Input impedance of the pulmonary arterial system was determined in 10 subjects undergoing elective cardiac catheterization. No cardiovascular or pulmonary disease was found in these patients. In five of the subjects, systemic arterial impedance was also obtained, so that both systems could be compared. Pulmonary and systemic peripheral resistances were 79 +/- 9 dynes sec/cm5 (mean +/- SEM) and 1016 +/- 50 dynes sec/cm5, respectively. Characteristic impedance of the pulmonary circulation was lower than the characteristic impedance of the systemic circulation: 20 +/- 1 dynes sec/cm5 vs. 47 +/- 9 dynes sec/cm5, respectively. Pulmonary pressure and flow spectra for both systems are also presented. The amplitudes of the harmonics of pressure and flow are smaller for the pulmonary circulation, which is consistent with the lower pressures and more rounded waveforms of the normal pulmonary circulation. In all 10 subjects, input impedance of the pulmonary system was examined during both the inspiratory and expiratory phases of respiration.
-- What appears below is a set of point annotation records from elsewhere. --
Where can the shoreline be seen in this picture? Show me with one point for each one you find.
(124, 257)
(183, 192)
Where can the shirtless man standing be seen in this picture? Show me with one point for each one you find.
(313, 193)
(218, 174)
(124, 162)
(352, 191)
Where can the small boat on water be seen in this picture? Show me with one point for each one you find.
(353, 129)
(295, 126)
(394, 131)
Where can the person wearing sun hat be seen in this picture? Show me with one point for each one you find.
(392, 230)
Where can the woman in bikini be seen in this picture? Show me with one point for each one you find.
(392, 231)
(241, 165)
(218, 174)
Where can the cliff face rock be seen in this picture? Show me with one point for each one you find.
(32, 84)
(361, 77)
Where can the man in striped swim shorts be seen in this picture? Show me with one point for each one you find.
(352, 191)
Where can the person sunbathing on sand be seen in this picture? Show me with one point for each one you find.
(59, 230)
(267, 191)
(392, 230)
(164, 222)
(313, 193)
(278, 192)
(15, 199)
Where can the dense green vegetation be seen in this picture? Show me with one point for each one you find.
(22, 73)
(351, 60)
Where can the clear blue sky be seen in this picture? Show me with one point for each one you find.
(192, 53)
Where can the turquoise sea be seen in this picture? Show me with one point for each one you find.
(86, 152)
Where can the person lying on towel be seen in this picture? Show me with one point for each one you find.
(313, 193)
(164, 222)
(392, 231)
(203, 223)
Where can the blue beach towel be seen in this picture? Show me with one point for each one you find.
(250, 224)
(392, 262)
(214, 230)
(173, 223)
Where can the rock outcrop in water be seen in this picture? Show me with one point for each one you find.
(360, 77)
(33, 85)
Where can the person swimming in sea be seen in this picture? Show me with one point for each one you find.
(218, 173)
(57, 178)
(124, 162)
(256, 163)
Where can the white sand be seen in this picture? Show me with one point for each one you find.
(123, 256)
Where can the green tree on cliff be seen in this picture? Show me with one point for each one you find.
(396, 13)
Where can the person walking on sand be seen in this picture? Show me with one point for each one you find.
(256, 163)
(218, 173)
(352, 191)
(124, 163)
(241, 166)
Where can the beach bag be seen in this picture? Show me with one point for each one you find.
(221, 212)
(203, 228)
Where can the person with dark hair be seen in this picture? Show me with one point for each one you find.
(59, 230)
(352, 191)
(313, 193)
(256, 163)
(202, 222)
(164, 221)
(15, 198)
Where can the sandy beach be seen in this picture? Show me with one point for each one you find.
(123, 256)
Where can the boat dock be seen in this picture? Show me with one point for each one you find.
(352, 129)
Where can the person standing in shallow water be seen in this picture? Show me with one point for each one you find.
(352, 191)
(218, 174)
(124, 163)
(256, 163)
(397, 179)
There was no difference between inspiration and expiration in either pulmonary vascular resistance (77 +/- 10 dynes sec/cm5 vs. 80 +/- 9 dynes sec/cm5, respectively), characteristic impedance (20 +/- 1 dynes sec/cm5 vs. 20 +/- 1 dynes sec/cm5) or in the overall impedance spectrum. Quiet respiration, thus, has no effect on the pulmonary arterial load, and changes in pressure and flow must result from alterations in right ventricular performance.
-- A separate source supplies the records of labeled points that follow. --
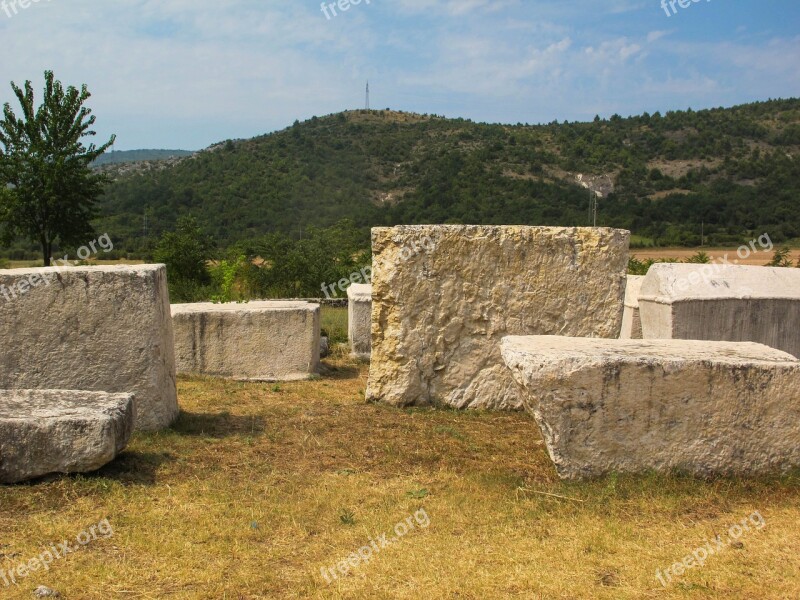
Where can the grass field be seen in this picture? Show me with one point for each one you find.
(259, 486)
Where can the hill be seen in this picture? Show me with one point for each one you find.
(728, 172)
(127, 156)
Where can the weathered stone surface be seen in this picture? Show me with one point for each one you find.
(631, 322)
(637, 405)
(445, 295)
(102, 329)
(359, 319)
(722, 302)
(61, 431)
(256, 341)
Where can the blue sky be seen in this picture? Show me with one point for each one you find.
(188, 73)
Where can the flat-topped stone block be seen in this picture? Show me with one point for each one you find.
(445, 295)
(631, 321)
(722, 302)
(254, 341)
(637, 405)
(91, 328)
(359, 320)
(61, 431)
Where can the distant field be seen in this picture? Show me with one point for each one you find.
(760, 257)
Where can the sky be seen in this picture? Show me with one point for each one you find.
(189, 73)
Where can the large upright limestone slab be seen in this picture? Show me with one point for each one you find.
(631, 321)
(91, 328)
(637, 405)
(254, 341)
(359, 319)
(722, 302)
(61, 431)
(445, 295)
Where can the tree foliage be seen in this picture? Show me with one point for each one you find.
(50, 191)
(724, 174)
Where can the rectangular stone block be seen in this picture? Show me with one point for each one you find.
(445, 295)
(631, 321)
(254, 341)
(359, 320)
(91, 328)
(61, 431)
(722, 302)
(636, 405)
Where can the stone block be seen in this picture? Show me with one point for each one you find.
(631, 322)
(59, 431)
(445, 295)
(722, 302)
(104, 329)
(632, 406)
(359, 320)
(254, 341)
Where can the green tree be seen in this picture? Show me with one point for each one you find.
(781, 258)
(186, 252)
(51, 191)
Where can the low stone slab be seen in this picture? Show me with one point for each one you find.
(255, 341)
(445, 295)
(631, 321)
(59, 431)
(636, 405)
(359, 320)
(103, 329)
(722, 302)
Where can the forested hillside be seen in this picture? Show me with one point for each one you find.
(730, 172)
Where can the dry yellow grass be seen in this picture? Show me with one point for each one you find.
(259, 486)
在10名接受择期心导管检查的受试者中测定了肺动脉系统的输入阻抗。这些患者未发现心血管或肺部疾病。在其中5名受试者中,还获得了体动脉阻抗,以便对两个系统进行比较。肺和体循环的外周阻力分别为79±9达因秒/厘米⁵(平均值±标准误)和1016±50达因秒/厘米⁵。肺循环的特征阻抗低于体循环的特征阻抗:分别为20±1达因秒/厘米⁵和47±9达因秒/厘米⁵。还给出了两个系统的肺压和血流频谱。肺循环中压力和血流谐波的幅度较小,这与正常肺循环中较低的压力和更圆润的波形一致。在所有10名受试者中,在呼吸的吸气和呼气阶段都检查了肺系统的输入阻抗。吸气和呼气时,肺血管阻力(分别为77±10达因秒/厘米⁵和80±9达因秒/厘米⁵)、特征阻抗(20±1达因秒/厘米⁵和20±1达因秒/厘米⁵)或整体阻抗谱均无差异。因此,平静呼吸对肺动脉负荷没有影响,压力和血流的变化必定是右心室功能改变所致。